Hoodie: You speak Japan? I mean.... like, Japanese?
Beanie: Nah, but you know, 70% of Japan speaks English.
Hoodie: Wow.
Beanie: And they have no dairy products.
Hoodie: Nah?
Beanie: Nah. And you know, like, how Britain is like, one in ten people have cancer? In Japan it's like, one in ten thousand.
Hoodie: Wow, serious? And that's from no milk?
Beanie: Yeah man, I'm telling you. Like, when you take the milk from the breast, that's it, that's all you need. And like, if you really can't live without it, drink soya milk.

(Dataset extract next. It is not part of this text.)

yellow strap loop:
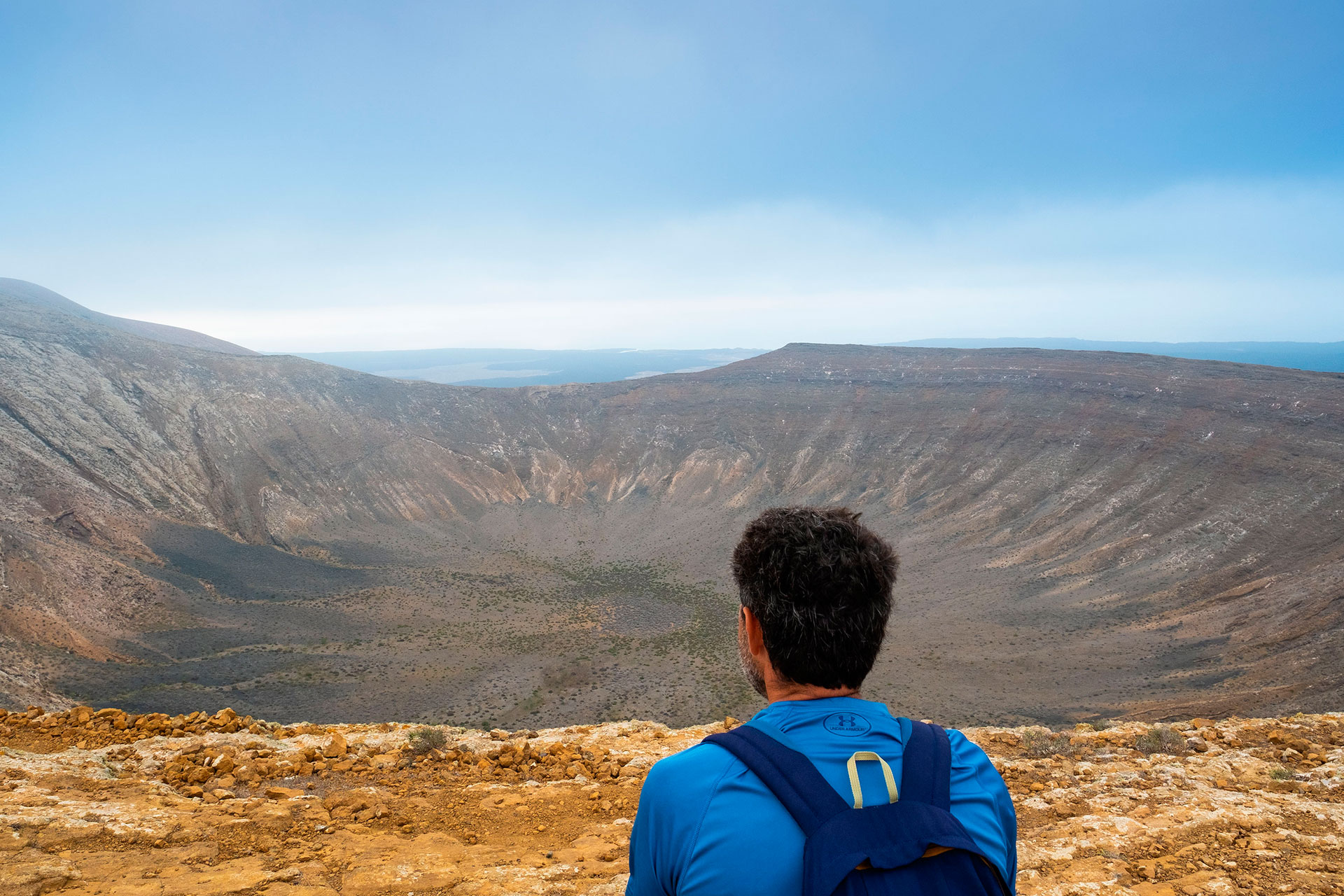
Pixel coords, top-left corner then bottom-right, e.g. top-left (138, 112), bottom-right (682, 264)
top-left (846, 750), bottom-right (897, 808)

Hoodie: Oh. So is that better?
Beanie: Yeah, soya milk has less fat for one thing. It's more natural. 'Cos see, normal milk is from an animal, and soya milk is like, from the seed of a plant. 
Hoodie: Yeah?
Beanie: Yeah, soya has loads of vitamins and nutrients as well. And it has way less fat.
Hoodie: Like how?
Beanie: Like, if this much milk had eleven grams of fat, the same amount of soya would have, like, two.
Hoodie: Wow. Does it taste the same as milk then?
Beanie: Sort of. It's fruitier. Like.... let me describe this. [thinks] Ok, imagine herbal milk.
Hoodie: Uh, yeah. Yeah.
Beanie: It's like that.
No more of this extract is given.